Novak Djokovic news: It’s all over for world No 1 as he loses appeal and court confirms his deportation

Australian Open
Novak Djokovic gesturing

Novak Djokovic will NOT defend his Australian Open title after the world No 1 lost his appeal case with the Federal Circuit and Family Court of Australia ordering that he be deported.

The decision by Immigration Minister Alex Hawke to cancel Djokovic’s visa for a second time on Friday was unanimously upheld by Chief Justice James Allsop, Justice Anthony Besanko and Justice David O’Callaghan.

They found that the Serbian did not have grounds to dispute the deportation order and it means he will have to leave Australia.

“The orders of the court are, one: the amended application to be dismissed,” Judge Allsop said. “Two: reasons to be published at a later date.”

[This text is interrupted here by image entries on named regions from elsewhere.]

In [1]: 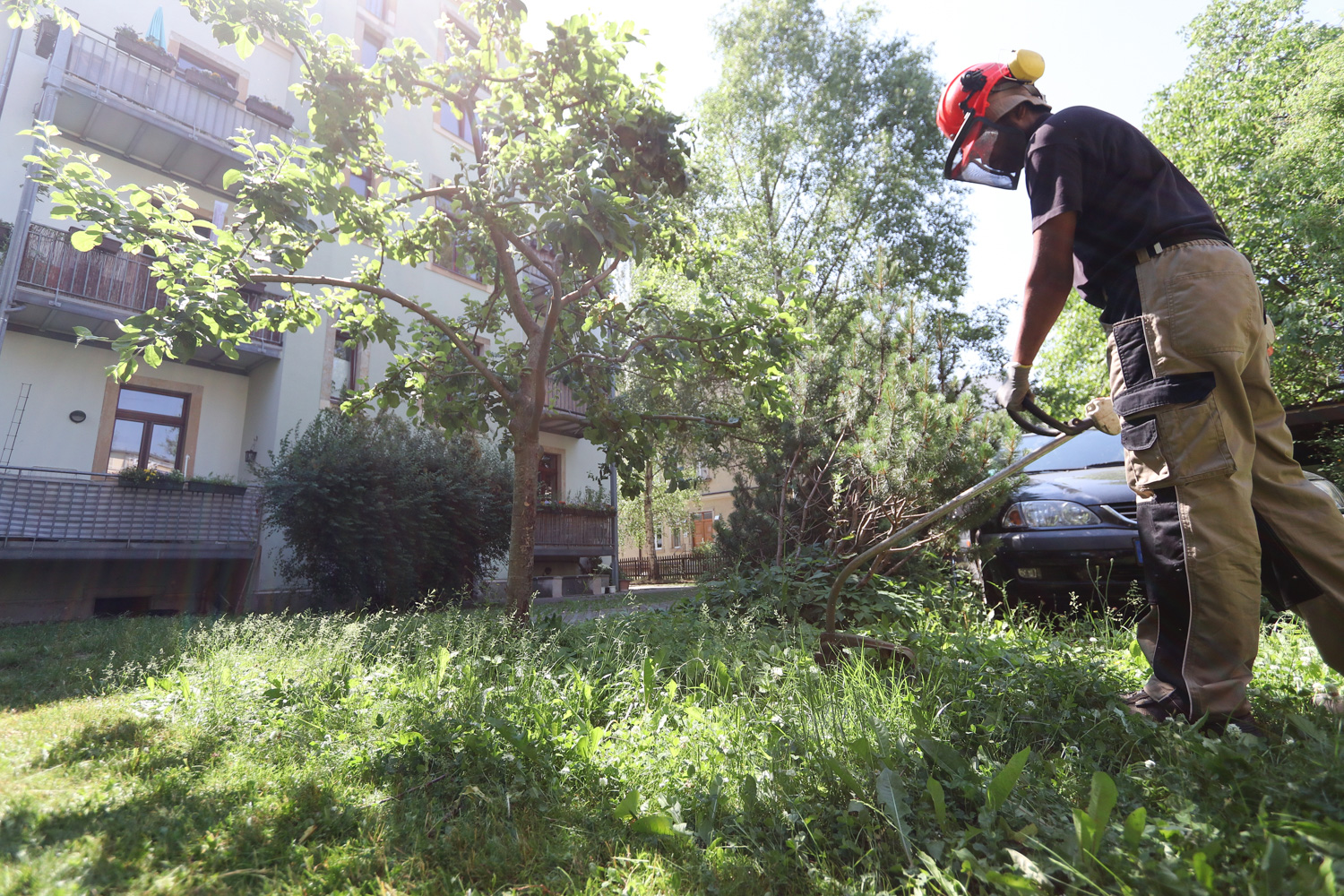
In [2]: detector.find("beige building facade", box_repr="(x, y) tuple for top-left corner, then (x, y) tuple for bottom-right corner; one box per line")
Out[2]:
(0, 0), (612, 619)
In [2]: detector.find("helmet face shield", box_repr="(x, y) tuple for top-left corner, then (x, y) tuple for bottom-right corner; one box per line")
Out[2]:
(943, 116), (1027, 189)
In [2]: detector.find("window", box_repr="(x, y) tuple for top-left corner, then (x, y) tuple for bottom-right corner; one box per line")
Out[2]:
(359, 28), (384, 68)
(108, 385), (190, 473)
(537, 452), (561, 501)
(430, 177), (481, 283)
(331, 331), (359, 403)
(438, 102), (476, 146)
(177, 47), (238, 87)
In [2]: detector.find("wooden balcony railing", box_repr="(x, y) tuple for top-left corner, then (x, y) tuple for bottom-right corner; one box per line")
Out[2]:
(0, 466), (261, 556)
(66, 27), (292, 142)
(19, 224), (284, 345)
(537, 506), (616, 556)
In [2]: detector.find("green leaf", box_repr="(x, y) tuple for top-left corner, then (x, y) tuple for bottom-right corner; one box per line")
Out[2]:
(70, 229), (102, 253)
(916, 737), (970, 775)
(1088, 771), (1118, 856)
(986, 747), (1032, 812)
(1124, 806), (1148, 852)
(631, 813), (677, 837)
(925, 775), (948, 828)
(612, 790), (640, 818)
(878, 769), (913, 858)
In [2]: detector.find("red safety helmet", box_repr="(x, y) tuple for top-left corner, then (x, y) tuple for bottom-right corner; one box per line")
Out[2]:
(938, 49), (1046, 189)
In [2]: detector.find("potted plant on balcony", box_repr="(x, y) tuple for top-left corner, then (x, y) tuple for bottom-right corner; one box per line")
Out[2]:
(244, 94), (295, 129)
(187, 474), (247, 495)
(115, 25), (177, 71)
(117, 466), (185, 492)
(177, 68), (238, 99)
(34, 16), (61, 59)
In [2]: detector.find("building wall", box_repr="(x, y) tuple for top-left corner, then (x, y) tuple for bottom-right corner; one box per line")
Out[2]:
(0, 0), (609, 608)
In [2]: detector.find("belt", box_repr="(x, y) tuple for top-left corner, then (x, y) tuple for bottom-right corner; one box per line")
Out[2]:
(1134, 229), (1231, 264)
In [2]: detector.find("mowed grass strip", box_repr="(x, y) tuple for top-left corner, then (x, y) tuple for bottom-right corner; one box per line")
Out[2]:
(0, 592), (1344, 893)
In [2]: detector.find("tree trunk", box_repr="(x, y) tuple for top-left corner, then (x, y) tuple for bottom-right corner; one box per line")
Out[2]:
(644, 461), (659, 582)
(504, 411), (542, 625)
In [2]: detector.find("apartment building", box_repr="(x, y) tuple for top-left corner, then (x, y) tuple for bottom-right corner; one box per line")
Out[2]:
(0, 0), (613, 621)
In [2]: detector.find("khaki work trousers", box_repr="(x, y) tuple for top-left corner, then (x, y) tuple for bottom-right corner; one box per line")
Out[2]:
(1107, 240), (1344, 721)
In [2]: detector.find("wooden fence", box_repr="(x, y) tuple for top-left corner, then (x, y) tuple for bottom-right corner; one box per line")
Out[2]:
(621, 554), (726, 582)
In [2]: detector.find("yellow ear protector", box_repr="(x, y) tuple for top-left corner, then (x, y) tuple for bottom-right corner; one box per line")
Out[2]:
(1008, 49), (1046, 83)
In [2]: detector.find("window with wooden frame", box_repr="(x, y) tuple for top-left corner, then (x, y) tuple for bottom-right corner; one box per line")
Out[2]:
(108, 385), (191, 473)
(359, 0), (397, 24)
(330, 331), (359, 404)
(359, 28), (387, 68)
(430, 177), (483, 283)
(177, 47), (238, 87)
(537, 452), (561, 501)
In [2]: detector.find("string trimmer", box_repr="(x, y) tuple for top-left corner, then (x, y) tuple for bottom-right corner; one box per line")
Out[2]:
(816, 398), (1120, 667)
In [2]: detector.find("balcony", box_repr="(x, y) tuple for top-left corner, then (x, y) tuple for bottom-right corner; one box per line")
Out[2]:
(0, 466), (261, 562)
(532, 505), (616, 557)
(542, 377), (588, 438)
(10, 224), (284, 372)
(47, 25), (293, 194)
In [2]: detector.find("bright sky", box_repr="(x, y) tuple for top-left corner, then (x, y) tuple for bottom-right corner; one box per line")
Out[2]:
(526, 0), (1344, 329)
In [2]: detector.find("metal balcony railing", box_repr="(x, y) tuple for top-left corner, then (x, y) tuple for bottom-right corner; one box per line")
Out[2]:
(66, 27), (292, 142)
(19, 224), (284, 345)
(0, 466), (261, 556)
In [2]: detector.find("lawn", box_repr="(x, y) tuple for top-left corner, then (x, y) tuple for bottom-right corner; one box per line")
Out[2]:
(0, 592), (1344, 895)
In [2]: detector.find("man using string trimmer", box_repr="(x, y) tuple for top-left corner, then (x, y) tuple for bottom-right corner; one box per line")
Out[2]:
(938, 51), (1344, 734)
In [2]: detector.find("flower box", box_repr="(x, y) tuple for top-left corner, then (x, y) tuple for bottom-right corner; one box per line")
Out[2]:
(177, 68), (238, 99)
(187, 479), (247, 495)
(117, 478), (182, 492)
(117, 30), (177, 71)
(244, 97), (295, 129)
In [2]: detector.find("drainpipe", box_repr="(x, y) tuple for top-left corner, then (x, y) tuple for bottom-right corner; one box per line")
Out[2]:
(0, 15), (73, 359)
(0, 28), (23, 124)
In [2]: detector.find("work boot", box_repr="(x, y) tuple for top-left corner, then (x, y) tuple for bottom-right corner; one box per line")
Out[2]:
(1120, 689), (1185, 721)
(1121, 691), (1269, 740)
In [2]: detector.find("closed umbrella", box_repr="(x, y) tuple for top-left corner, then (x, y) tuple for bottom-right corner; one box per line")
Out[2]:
(145, 6), (168, 52)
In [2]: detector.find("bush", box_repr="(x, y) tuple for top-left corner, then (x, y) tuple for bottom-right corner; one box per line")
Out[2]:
(255, 409), (513, 608)
(685, 552), (948, 629)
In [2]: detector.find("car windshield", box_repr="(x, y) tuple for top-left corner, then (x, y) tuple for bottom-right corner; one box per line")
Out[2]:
(1016, 430), (1125, 473)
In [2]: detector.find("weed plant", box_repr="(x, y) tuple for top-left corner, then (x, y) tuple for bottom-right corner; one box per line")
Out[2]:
(0, 589), (1344, 895)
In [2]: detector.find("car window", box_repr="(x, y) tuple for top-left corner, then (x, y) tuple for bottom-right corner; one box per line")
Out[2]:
(1018, 430), (1125, 473)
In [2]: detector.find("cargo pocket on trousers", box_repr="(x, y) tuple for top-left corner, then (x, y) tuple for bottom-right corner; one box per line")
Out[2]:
(1156, 395), (1236, 485)
(1120, 417), (1169, 495)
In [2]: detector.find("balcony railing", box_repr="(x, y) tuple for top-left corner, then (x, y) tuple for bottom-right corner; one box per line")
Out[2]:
(0, 466), (261, 556)
(535, 506), (616, 557)
(66, 28), (292, 149)
(19, 224), (284, 345)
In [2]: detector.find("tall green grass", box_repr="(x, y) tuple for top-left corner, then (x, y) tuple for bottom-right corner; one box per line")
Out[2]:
(0, 592), (1344, 893)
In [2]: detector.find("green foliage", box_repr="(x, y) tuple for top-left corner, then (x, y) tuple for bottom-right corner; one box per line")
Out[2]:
(26, 0), (801, 619)
(117, 466), (187, 485)
(1031, 291), (1110, 420)
(1148, 0), (1344, 403)
(720, 254), (1012, 575)
(0, 591), (1344, 896)
(679, 552), (943, 632)
(254, 409), (513, 608)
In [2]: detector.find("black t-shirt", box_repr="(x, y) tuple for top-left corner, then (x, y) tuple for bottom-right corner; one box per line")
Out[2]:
(1026, 106), (1228, 323)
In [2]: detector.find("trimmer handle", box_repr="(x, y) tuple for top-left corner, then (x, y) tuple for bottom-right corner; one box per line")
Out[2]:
(1005, 396), (1097, 438)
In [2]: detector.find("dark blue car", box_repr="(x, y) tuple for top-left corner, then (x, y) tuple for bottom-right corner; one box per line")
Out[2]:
(969, 430), (1344, 610)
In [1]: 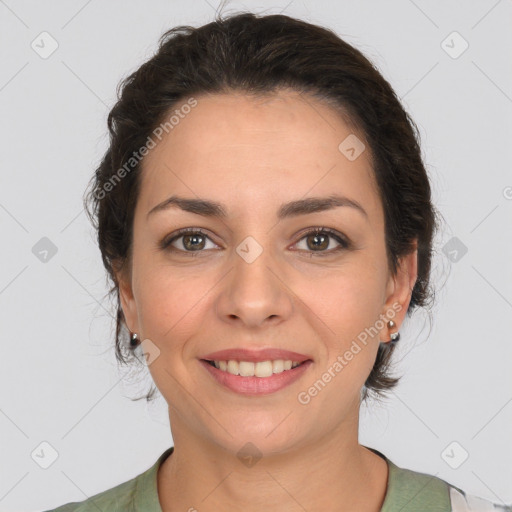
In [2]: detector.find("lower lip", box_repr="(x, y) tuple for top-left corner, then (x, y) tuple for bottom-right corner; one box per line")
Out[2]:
(200, 359), (313, 396)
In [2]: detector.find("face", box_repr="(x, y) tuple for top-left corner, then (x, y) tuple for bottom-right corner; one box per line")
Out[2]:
(120, 91), (416, 453)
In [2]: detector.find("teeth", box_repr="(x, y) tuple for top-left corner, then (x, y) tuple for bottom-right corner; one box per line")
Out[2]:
(213, 359), (300, 377)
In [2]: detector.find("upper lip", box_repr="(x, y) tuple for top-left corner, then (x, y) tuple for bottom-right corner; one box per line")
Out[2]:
(201, 348), (311, 363)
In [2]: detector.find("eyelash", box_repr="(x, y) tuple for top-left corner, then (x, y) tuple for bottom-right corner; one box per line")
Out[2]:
(159, 227), (351, 257)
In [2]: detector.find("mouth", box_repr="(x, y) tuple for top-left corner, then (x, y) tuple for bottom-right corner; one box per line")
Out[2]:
(201, 359), (312, 378)
(199, 359), (313, 396)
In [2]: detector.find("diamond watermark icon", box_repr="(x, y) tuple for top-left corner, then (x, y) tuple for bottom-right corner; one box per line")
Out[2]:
(32, 236), (57, 263)
(236, 236), (263, 263)
(441, 441), (469, 469)
(338, 133), (366, 162)
(30, 31), (59, 59)
(441, 30), (469, 59)
(237, 442), (263, 468)
(30, 441), (59, 469)
(442, 236), (468, 263)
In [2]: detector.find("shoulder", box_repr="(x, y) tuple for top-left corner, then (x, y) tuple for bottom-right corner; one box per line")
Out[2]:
(372, 449), (512, 512)
(41, 475), (140, 512)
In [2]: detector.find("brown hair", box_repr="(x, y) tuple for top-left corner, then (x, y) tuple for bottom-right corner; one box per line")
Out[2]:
(84, 12), (437, 400)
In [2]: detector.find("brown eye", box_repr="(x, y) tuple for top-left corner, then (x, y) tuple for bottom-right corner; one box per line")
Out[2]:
(294, 228), (349, 256)
(161, 228), (215, 253)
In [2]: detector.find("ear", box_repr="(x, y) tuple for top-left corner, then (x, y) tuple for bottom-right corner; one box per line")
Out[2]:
(115, 262), (140, 333)
(380, 240), (418, 342)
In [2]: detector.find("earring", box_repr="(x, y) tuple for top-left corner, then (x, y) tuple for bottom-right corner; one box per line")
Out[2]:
(388, 320), (400, 343)
(130, 332), (139, 348)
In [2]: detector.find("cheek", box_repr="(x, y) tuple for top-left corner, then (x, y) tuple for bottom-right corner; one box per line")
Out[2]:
(135, 263), (215, 350)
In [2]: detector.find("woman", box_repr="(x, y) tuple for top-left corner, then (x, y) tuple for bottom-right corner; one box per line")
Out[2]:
(46, 13), (512, 512)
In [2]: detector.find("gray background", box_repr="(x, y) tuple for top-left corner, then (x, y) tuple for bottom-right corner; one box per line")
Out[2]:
(0, 0), (512, 511)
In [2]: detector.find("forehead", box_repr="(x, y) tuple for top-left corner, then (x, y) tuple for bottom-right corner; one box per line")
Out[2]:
(137, 91), (381, 222)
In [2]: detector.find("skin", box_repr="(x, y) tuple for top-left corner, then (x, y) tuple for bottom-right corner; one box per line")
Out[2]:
(118, 90), (417, 512)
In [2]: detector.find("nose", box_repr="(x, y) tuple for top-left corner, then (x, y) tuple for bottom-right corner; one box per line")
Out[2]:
(216, 246), (293, 328)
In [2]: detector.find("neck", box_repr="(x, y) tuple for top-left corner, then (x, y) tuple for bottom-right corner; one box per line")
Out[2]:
(158, 412), (388, 512)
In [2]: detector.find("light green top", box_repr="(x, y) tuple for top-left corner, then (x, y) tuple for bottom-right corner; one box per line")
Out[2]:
(46, 446), (512, 512)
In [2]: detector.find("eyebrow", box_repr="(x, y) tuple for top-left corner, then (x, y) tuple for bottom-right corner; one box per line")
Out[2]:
(147, 195), (368, 220)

During arguments, Djokovic’s defence said Mr Hawke misinterpreted media reports about the tennis star’s stance on vaccination with Nick Wood, acting for the Serbian, stating: “Not a single line of evidence in the material provided any specific or logical foundation whatsoever that the mere presence of Mr Djokovic in Australia in itself may somehow foster anti-vaccination sentiment.”

However, Hawke’s lawyer Stephen Lloyd countered:

“The minister was aware his decision to cancel would result in some level of further unrest but the minister was principally concerned that Mr Djokovic’s presence would encourage people to emulate his position and that would put the health of Australians at risk,” said Lloyd.

On the issue of whether it was fair to present Djokovic as taking an anti-vaccination stance, Lloyd said: “His ongoing non-vaccination status is open to infer that a person in the applicant’s position could have been vaccinated if he wanted to be.

“Even before vaccines were available he was against it – his prima facie position was to be against them.”

Sunday’s ruling means Djokovic is facing a potential three-year ban from travelling to Australia and will be permitted to return only in “compelling circumstances that affect the national interest”.

It brings to an end the drawn-out saga which started on January 4 when Djokovic announced that he was given an exemption to compete at the Australian Open.

However, he was detained by Australian Border Force upon his arrival in Melbourne as they deemed that “he failed to provide appropriate evidence to meet the entry requirements to Australia”.

The 20-time Grand Slam winner appealed the decision as Judge Anthony Kelly quashed the visa cancellation and ordered the Australian Government to pay legal costs and release Djokovic from detention within half an hour.

However, the saga took another twist on Friday when Hawke decided to withdraw the visa for a second time on different grounds.

It is yet to be confirmed when he will leave Australia, but he was due to start his Australian Open defence against fellow Serbian Miomir Kecmanovic in Monday’s evening session at Rod Laver Arena, but will be removed from the draw.